Crime Library: Criminal Minds and Methods

The Starbucks Shooter

The Crime Scene

Starbuck's store crime scene
Starbuck's store crime scene

A team of officers arrived to protect and examine the scene. Taping the entrance, they kept customers out but started to draw a curious crowd. Officers found the bodies of not two but three uniformed employees on the floor in the back room, one of them lying partially over another. All had been shot and their blood had pooled onto the floor around them. A detective checked with the manager who had first found them and she said that when she had arrived the doors were locked. Yet there had been no forced entry, and the keys were still with Caitrin. Since closing time was 8:00 p.m. on Sundays, it seemed likely that the perpetrator had arrived before the doors were locked. The condition of the bodies indicated a time of death near to this.

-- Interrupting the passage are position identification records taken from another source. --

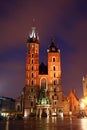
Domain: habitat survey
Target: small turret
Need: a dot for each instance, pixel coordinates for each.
(52, 47)
(33, 37)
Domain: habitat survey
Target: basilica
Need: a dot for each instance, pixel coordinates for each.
(42, 94)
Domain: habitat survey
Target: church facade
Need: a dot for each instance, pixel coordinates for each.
(43, 94)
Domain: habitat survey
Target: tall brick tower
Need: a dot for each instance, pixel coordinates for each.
(43, 86)
(32, 72)
(54, 76)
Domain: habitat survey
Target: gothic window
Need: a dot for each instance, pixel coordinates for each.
(54, 75)
(52, 97)
(31, 104)
(55, 103)
(32, 61)
(54, 68)
(32, 75)
(32, 55)
(18, 108)
(32, 68)
(53, 59)
(55, 82)
(31, 89)
(32, 82)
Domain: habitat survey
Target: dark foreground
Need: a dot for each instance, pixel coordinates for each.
(45, 124)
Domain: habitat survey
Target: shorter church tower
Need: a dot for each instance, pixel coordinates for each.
(32, 72)
(84, 81)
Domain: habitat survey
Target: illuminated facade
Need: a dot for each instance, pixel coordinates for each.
(84, 81)
(43, 90)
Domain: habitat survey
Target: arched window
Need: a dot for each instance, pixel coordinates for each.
(32, 82)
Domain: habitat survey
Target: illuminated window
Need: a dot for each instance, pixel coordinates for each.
(54, 82)
(32, 55)
(31, 89)
(32, 82)
(32, 61)
(31, 104)
(54, 75)
(32, 75)
(53, 59)
(54, 68)
(32, 68)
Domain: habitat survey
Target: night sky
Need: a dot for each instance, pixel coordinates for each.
(65, 20)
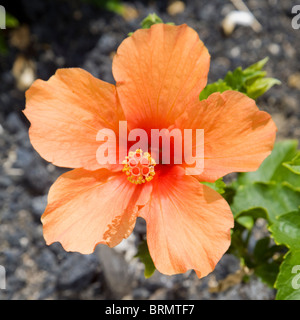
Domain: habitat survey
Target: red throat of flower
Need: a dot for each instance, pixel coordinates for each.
(139, 167)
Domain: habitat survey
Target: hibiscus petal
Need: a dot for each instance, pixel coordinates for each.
(158, 72)
(66, 112)
(188, 224)
(90, 207)
(237, 135)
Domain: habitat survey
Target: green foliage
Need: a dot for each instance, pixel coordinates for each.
(271, 194)
(150, 20)
(10, 23)
(252, 81)
(286, 230)
(288, 279)
(144, 256)
(218, 185)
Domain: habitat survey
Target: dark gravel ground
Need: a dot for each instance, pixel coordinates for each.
(76, 34)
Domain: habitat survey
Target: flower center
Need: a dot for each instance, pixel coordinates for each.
(139, 167)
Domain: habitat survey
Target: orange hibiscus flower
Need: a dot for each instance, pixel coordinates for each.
(159, 74)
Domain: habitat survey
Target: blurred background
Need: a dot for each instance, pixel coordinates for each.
(44, 35)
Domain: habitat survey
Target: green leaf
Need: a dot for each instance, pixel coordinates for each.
(260, 86)
(219, 185)
(274, 198)
(293, 165)
(258, 65)
(268, 272)
(219, 86)
(144, 255)
(286, 230)
(150, 20)
(288, 280)
(273, 169)
(115, 6)
(11, 21)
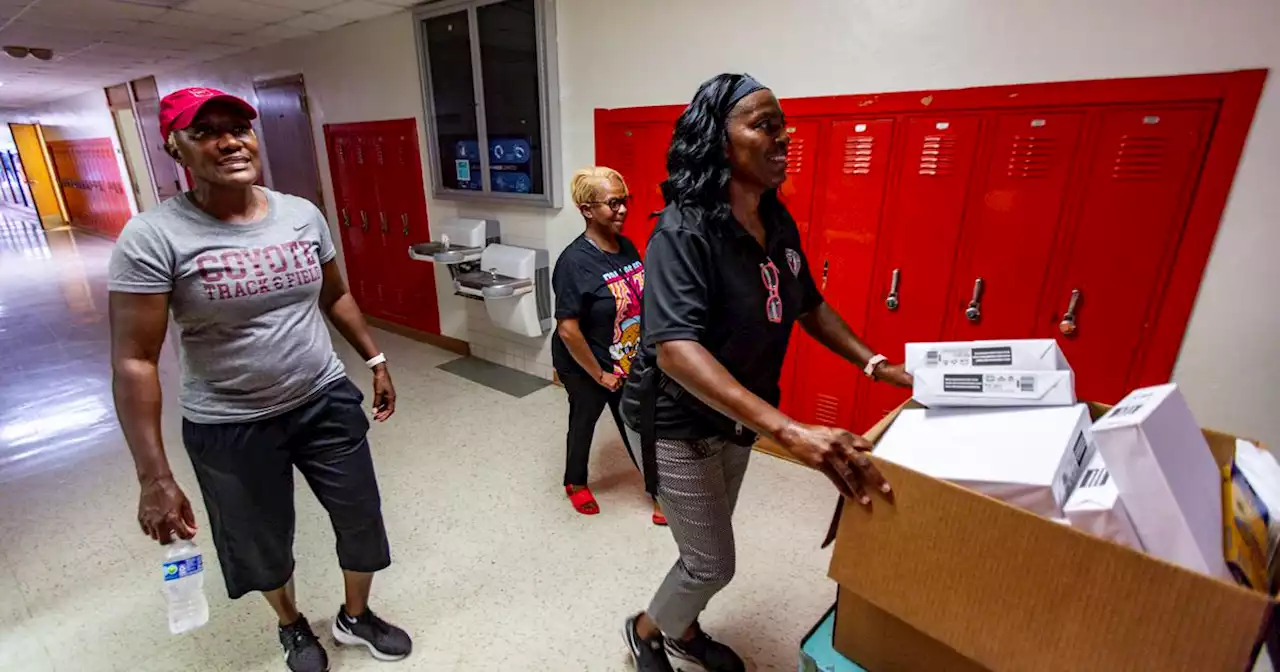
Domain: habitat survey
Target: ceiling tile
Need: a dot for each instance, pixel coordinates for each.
(279, 32)
(210, 22)
(97, 8)
(318, 22)
(360, 9)
(245, 9)
(306, 5)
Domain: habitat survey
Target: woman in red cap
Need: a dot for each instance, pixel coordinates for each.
(248, 275)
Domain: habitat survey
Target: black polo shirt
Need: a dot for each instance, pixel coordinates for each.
(713, 283)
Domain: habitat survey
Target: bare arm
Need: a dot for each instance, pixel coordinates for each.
(341, 307)
(571, 333)
(138, 324)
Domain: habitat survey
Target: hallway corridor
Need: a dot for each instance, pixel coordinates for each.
(493, 571)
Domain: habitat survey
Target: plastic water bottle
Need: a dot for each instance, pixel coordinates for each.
(184, 586)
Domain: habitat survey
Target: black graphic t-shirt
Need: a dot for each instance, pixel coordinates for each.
(603, 292)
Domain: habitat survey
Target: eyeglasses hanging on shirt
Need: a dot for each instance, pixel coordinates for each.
(773, 305)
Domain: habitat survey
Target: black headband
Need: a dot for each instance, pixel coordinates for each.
(745, 87)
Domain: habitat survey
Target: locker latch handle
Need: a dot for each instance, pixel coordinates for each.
(891, 300)
(974, 310)
(1068, 324)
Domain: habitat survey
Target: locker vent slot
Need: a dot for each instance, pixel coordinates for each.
(543, 291)
(858, 155)
(937, 155)
(826, 410)
(1139, 159)
(1032, 156)
(795, 156)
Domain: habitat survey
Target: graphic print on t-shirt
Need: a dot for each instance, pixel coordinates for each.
(627, 287)
(238, 272)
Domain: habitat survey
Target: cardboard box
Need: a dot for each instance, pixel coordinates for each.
(1013, 592)
(973, 387)
(1028, 457)
(1096, 507)
(1168, 479)
(1031, 355)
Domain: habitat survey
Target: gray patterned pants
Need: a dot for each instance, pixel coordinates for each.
(698, 488)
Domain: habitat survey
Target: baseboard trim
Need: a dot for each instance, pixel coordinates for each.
(443, 342)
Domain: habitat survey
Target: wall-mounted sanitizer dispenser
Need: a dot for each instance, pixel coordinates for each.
(515, 284)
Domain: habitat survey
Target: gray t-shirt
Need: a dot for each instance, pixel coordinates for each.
(254, 342)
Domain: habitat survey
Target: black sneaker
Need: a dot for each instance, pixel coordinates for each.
(302, 649)
(648, 654)
(383, 640)
(705, 653)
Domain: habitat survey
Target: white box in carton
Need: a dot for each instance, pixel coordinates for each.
(1095, 506)
(1028, 355)
(969, 387)
(1028, 457)
(1166, 476)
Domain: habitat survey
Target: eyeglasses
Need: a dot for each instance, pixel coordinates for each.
(773, 306)
(615, 204)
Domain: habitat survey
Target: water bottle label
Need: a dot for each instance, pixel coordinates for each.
(186, 567)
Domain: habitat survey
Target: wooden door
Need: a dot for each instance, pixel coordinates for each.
(286, 120)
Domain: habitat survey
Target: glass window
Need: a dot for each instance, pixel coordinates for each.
(448, 41)
(488, 101)
(508, 62)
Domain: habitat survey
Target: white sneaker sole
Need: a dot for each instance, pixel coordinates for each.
(347, 639)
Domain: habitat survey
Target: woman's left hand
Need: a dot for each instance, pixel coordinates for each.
(384, 394)
(894, 374)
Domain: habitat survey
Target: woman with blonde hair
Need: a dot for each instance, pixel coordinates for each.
(598, 282)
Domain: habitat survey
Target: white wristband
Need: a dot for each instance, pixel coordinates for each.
(872, 364)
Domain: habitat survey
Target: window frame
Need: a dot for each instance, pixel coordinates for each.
(548, 99)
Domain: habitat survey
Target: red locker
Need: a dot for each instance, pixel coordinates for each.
(1141, 178)
(915, 254)
(408, 286)
(640, 154)
(1011, 227)
(841, 252)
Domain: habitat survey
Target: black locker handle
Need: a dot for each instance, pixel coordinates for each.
(974, 310)
(891, 300)
(1068, 324)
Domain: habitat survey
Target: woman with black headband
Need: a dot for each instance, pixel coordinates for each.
(726, 282)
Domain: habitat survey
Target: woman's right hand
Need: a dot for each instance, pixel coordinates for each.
(609, 382)
(840, 455)
(164, 511)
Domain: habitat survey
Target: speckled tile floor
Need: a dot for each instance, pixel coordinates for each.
(493, 571)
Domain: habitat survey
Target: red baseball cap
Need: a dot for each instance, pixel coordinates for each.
(179, 109)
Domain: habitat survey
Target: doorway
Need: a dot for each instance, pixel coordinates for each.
(146, 106)
(291, 154)
(39, 168)
(120, 101)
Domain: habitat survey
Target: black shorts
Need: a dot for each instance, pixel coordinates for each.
(246, 476)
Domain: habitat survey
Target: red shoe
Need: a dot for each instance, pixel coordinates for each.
(584, 502)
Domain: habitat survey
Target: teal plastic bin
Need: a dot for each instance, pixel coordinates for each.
(817, 653)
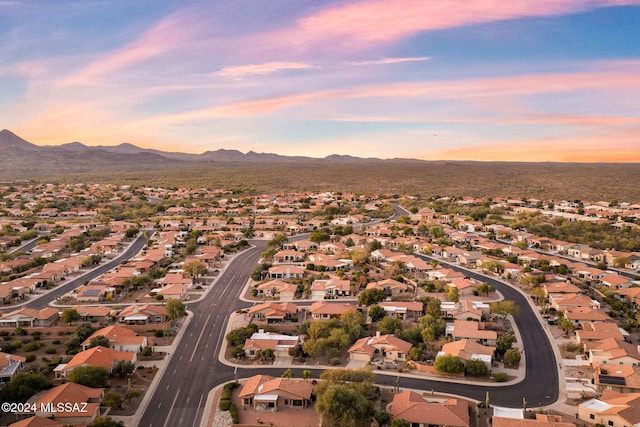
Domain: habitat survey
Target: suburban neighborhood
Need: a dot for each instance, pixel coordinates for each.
(99, 282)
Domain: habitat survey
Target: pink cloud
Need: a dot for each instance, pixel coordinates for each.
(390, 61)
(171, 33)
(620, 147)
(378, 21)
(266, 68)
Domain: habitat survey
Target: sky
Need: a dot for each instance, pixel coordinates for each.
(487, 80)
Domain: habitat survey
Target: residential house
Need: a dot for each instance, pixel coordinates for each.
(96, 356)
(289, 255)
(277, 289)
(266, 394)
(598, 331)
(10, 364)
(85, 403)
(551, 288)
(29, 317)
(142, 314)
(562, 302)
(615, 281)
(465, 287)
(323, 310)
(391, 287)
(272, 312)
(420, 412)
(541, 420)
(580, 316)
(476, 331)
(386, 348)
(286, 272)
(620, 378)
(94, 292)
(403, 309)
(36, 421)
(261, 340)
(330, 288)
(611, 409)
(469, 350)
(613, 352)
(120, 338)
(94, 313)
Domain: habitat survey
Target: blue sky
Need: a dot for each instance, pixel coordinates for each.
(464, 79)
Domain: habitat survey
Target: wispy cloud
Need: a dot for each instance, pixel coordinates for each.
(265, 68)
(365, 23)
(169, 34)
(390, 61)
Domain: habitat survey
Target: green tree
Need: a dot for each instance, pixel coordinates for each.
(175, 309)
(278, 241)
(195, 269)
(504, 343)
(389, 325)
(341, 405)
(69, 315)
(476, 368)
(504, 308)
(122, 368)
(288, 374)
(452, 294)
(319, 236)
(90, 376)
(113, 399)
(106, 422)
(383, 418)
(371, 296)
(512, 357)
(485, 288)
(449, 364)
(99, 340)
(376, 312)
(22, 386)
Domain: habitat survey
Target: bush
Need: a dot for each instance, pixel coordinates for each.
(500, 377)
(224, 405)
(233, 410)
(33, 346)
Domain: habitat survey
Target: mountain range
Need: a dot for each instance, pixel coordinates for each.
(22, 159)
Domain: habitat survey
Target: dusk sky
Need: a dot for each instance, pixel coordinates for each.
(515, 80)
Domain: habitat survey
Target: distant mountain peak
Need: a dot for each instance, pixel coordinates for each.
(9, 139)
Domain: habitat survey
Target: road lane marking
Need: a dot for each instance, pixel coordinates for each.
(195, 418)
(195, 347)
(171, 410)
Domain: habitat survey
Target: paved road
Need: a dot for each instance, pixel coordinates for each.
(63, 288)
(194, 368)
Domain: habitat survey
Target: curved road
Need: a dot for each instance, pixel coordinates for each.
(63, 288)
(194, 369)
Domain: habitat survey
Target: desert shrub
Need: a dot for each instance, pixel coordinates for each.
(500, 377)
(233, 410)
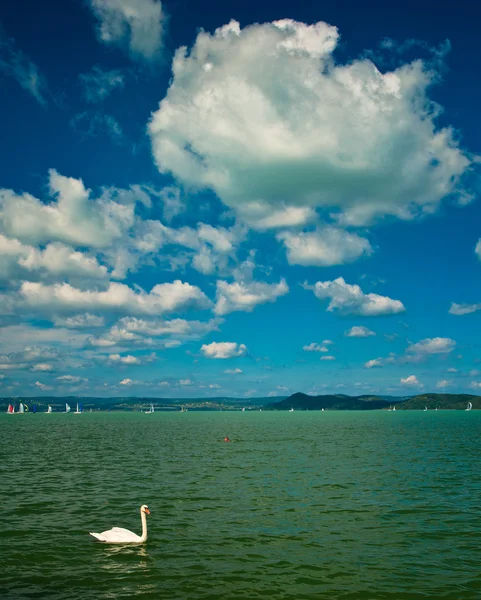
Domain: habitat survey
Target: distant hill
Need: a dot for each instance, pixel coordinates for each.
(136, 403)
(301, 401)
(441, 401)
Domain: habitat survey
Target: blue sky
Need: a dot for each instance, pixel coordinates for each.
(239, 199)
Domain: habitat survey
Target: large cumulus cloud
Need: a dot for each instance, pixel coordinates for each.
(266, 118)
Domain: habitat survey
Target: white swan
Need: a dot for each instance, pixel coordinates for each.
(119, 535)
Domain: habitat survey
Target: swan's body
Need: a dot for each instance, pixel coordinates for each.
(119, 535)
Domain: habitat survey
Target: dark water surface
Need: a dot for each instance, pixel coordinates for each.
(335, 505)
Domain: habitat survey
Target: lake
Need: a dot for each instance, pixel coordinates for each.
(304, 505)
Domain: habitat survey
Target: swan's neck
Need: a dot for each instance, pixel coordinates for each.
(143, 518)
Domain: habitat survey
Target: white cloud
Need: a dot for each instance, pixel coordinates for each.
(137, 24)
(346, 138)
(91, 123)
(177, 327)
(124, 360)
(72, 217)
(42, 386)
(359, 331)
(375, 362)
(324, 248)
(463, 309)
(14, 63)
(42, 367)
(410, 380)
(18, 339)
(314, 347)
(350, 300)
(118, 297)
(223, 350)
(70, 379)
(81, 321)
(98, 84)
(432, 346)
(243, 296)
(19, 261)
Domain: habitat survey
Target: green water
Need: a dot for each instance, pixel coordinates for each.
(335, 505)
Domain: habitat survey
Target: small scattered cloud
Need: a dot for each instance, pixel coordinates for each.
(136, 25)
(98, 84)
(124, 360)
(242, 296)
(223, 350)
(14, 63)
(375, 362)
(410, 380)
(93, 123)
(42, 367)
(463, 309)
(349, 299)
(432, 346)
(323, 248)
(314, 347)
(43, 386)
(70, 379)
(359, 331)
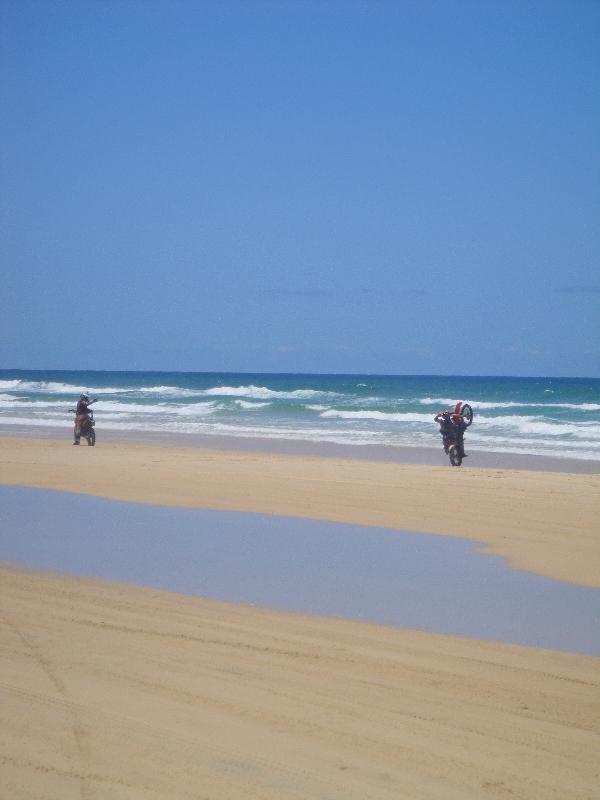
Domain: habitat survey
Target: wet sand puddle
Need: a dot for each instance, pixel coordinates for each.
(377, 575)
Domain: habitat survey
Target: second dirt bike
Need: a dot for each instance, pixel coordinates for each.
(455, 424)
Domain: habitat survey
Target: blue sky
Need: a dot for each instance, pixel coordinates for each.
(373, 187)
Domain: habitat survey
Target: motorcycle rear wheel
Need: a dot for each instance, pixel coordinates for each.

Re-creation: Police Gather Evidence
Re-creation: Police Gather Evidence

A crime scene processing unit arrived to take photographs, lift fingerprints, look for other types of evidence, and map the scene. They picked up ten bullet casings, some from a .38 revolver and others from a .380 semiautomatic handgun, so they surmised that two shooters had been involved.

Detectives fanned out to canvass the neighborhood for witnesses and leads. They found someone who had tried the door between 9:00 and 9:30 p.m., and said they had been open. Since the doors were locked when the dayshift supervisor came in, it seemed possible that the killers were still there between 9:00 and 9:30. Yet the casings left behind indicated a hurried or careless exit.

Aaron David Goodrich
Aaron David Goodrich

The two other victims, both male, were Emory Allen Evans, 25, and Aaron David Goodrich, 18. Goodrich had only worked there a few months and had been a last-minute addition to the Sunday evening shift. Evans had been employed there less than a month.

Starbucks Safe
Starbucks Safe

The assumption was that the deaths had occurred in the course of a robbery. While Burleith was considered a safe residential neighborhood, there had been a spate of armed robberies in the area the year before. The manager helped detectives to examine the cash register and office safe, both of which were closed and undisturbed. Because of the holiday weekend, no one had taken a deposit to the bank in three days, so the safe contained over $10,000. Yet the robbers had taken nothing. Perhaps they had lost control of the scene and inadvertently shot someone, then killed the others to eliminate witnesses. Possibly, violence had not been part of the plan, so they'd fled in case someone had heard the shots.

Starbucks officials announced that security guards would be posted at other nearby stores for an indefinite period of time. The company's CEO flew into the district to assist, offering a $50,000 reward for information leading to an arrest. This was a first for the successful chain, which had more than 1,200 locations, including 62 stores in the area. In fact, despite the district's reputation for crime, the incident even shocked city officials.

"To have a triple homicide anywhere in the District of Columbia," said district Council member Jack Ward, "is an unusual event. To have a triple homicide in Georgetown is extraordinary."

For everyone's sake, they hoped to make a swift arrest.